The model is activated per-geom by setting the fluidshape attribute to ellipsoid, which also disables the inertia-based model for the parent body. The 5 numbers in the fluidcoef attribute correspond to the following semantics

Index	Description	Symbol	Default
0	Blunt drag coefficient	\(C_{D, \text{blunt}}\)	0.5
1	Slender drag coeficient	\(C_{D, \text{slender}}\)	0.25
2	Angular drag coeficient	\(C_{D, \text{angular}}\)	1.5
3	Kutta lift coeficient	\(C_K\)	1.0
4	Magnus lift coeficient	\(C_M\)	1.0

Elements of the model are a generalization of Andersen et al. [APW05b] to 3 dimensions. The force \(\mathbf{f}_{\text{ellipsoid}}\) and torque \(\mathbf{g}_{\text{ellipsoid}}\) exerted by the fluid onto the solid are the sum of of the terms

\[\begin{align*} \mathbf{f}_{\text{ellipsoid}} &= \mathbf{f}_A + \mathbf{f}_D + \mathbf{f}_M + \mathbf{f}_K + \mathbf{f}_V \\ \mathbf{g}_{\text{ellipsoid}} &= \mathbf{g}_A + \mathbf{g}_D + \mathbf{g}_V \end{align*} \]

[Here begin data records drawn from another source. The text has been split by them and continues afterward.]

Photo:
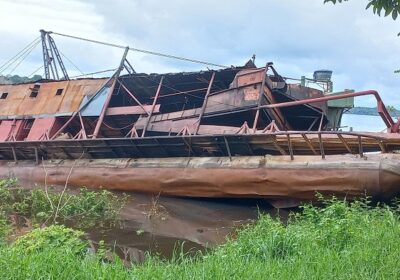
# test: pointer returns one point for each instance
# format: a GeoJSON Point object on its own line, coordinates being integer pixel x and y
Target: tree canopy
{"type": "Point", "coordinates": [389, 7]}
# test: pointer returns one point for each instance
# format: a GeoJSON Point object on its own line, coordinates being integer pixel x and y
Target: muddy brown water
{"type": "Point", "coordinates": [165, 225]}
{"type": "Point", "coordinates": [162, 225]}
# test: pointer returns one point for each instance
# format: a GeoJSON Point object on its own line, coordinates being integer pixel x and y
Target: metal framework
{"type": "Point", "coordinates": [51, 58]}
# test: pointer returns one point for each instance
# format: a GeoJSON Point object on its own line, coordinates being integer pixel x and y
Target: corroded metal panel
{"type": "Point", "coordinates": [269, 177]}
{"type": "Point", "coordinates": [21, 102]}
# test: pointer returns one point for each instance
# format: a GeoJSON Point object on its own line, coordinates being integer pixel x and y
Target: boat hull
{"type": "Point", "coordinates": [274, 178]}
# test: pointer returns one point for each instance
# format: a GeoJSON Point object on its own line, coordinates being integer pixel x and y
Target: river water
{"type": "Point", "coordinates": [162, 225]}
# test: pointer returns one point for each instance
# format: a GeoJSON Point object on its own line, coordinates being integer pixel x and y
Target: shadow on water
{"type": "Point", "coordinates": [162, 225]}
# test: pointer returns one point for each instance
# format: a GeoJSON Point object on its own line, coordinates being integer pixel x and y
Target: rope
{"type": "Point", "coordinates": [24, 57]}
{"type": "Point", "coordinates": [94, 73]}
{"type": "Point", "coordinates": [12, 60]}
{"type": "Point", "coordinates": [142, 51]}
{"type": "Point", "coordinates": [70, 61]}
{"type": "Point", "coordinates": [116, 128]}
{"type": "Point", "coordinates": [34, 72]}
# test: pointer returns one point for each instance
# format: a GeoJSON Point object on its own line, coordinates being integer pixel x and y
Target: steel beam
{"type": "Point", "coordinates": [107, 102]}
{"type": "Point", "coordinates": [203, 108]}
{"type": "Point", "coordinates": [153, 106]}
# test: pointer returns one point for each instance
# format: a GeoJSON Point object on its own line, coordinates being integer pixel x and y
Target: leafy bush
{"type": "Point", "coordinates": [53, 237]}
{"type": "Point", "coordinates": [84, 209]}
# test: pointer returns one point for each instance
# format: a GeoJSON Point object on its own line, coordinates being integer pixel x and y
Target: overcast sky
{"type": "Point", "coordinates": [298, 36]}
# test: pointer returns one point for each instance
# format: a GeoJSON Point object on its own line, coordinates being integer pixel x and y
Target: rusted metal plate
{"type": "Point", "coordinates": [269, 177]}
{"type": "Point", "coordinates": [20, 102]}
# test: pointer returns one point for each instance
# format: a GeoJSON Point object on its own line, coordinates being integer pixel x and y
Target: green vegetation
{"type": "Point", "coordinates": [46, 207]}
{"type": "Point", "coordinates": [389, 7]}
{"type": "Point", "coordinates": [339, 240]}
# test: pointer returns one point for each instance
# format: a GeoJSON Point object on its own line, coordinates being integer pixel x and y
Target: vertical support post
{"type": "Point", "coordinates": [153, 106]}
{"type": "Point", "coordinates": [14, 155]}
{"type": "Point", "coordinates": [260, 98]}
{"type": "Point", "coordinates": [36, 155]}
{"type": "Point", "coordinates": [290, 146]}
{"type": "Point", "coordinates": [321, 145]}
{"type": "Point", "coordinates": [228, 149]}
{"type": "Point", "coordinates": [203, 108]}
{"type": "Point", "coordinates": [83, 126]}
{"type": "Point", "coordinates": [107, 102]}
{"type": "Point", "coordinates": [360, 147]}
{"type": "Point", "coordinates": [45, 54]}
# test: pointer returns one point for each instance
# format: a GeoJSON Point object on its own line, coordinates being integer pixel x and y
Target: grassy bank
{"type": "Point", "coordinates": [338, 240]}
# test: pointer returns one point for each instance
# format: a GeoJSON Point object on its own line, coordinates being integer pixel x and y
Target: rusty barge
{"type": "Point", "coordinates": [234, 132]}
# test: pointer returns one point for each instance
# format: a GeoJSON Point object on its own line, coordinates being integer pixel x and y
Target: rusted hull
{"type": "Point", "coordinates": [271, 177]}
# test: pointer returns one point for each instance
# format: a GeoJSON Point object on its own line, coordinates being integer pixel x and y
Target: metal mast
{"type": "Point", "coordinates": [51, 58]}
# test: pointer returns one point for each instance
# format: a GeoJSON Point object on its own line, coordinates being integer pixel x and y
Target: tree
{"type": "Point", "coordinates": [389, 7]}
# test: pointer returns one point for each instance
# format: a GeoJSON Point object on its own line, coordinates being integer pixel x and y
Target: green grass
{"type": "Point", "coordinates": [45, 207]}
{"type": "Point", "coordinates": [336, 241]}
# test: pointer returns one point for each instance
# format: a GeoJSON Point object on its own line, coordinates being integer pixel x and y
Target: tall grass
{"type": "Point", "coordinates": [336, 241]}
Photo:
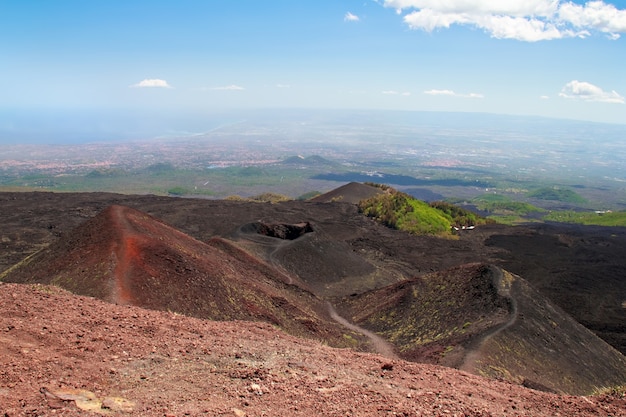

Where subscripts \(A\), \(D\), \(M\), \(K\) and \(V\) denote Added mass, viscous Drag, Magnus lift, Kutta lift and Viscous resistance, respectively. The \(D\), \(M\) and \(K\) terms are scaled by the respective \(C_D\), \(C_M\) and \(C_K\) coefficients above, the viscous resistance scales with the fluid viscosity \(\beta\), while the added mass term cannot be scaled.

Notation#

We describe the motion of the object in an inviscid, incompressible quiescent fluid of density \(\rho\). The arbitrarily-shaped object is described in the model as the equivalent ellipsoid of semi-axes \(\mathbf{r} = \{r_x, r_y, r_z\}\). The problem is described in a reference frame aligned with the sides of the ellipsoid and moving with it. The body has velocity \(\mathbf{v} = \{v_x, v_y, v_z\}\) and angular velocity \(\boldsymbol{\omega} = \{\omega_x, \omega_y, \omega_z\}\). We will also use

\[\begin{align*} r_\text{max} &= \max(r_x, r_y, r_z) \\ r_\text{min} &= \min(r_x, r_y, r_z) \\ r_\text{mid} &= r_x + r_y + r_z - r_\text{max} - r_\text{min} \end{align*} \]

The Reynolds number is the ratio between inertial and viscous forces within a flow and is defined as \(Re=u~l/\beta\), where \(\beta\) is the kinematic viscosity of the fluid, \(u\) is the characteristic speed of the flow (or, by change of frame, the speed of the body), and \(l\) is a characteristic size of the flow or the body.

We will use \(\Gamma\) to denote circulation, which is the line integral of the velocity field around a closed curve \(\Gamma = \oint \mathbf{v} \cdot \textrm{d} \mathbf{l}\) and, due to Stokes’ Theorem, \(\Gamma = \int_S \nabla \times \mathbf{v} \cdot \textrm{d}\mathbf{s}\). In fluid dynamics notation the symbol \(\boldsymbol{\omega}\) is often used for the vorticity, defined as \(\nabla \times \mathbf{v}\), rather than the angular velocity. For a rigid-body motion, the vorticity is twice the angular velocity.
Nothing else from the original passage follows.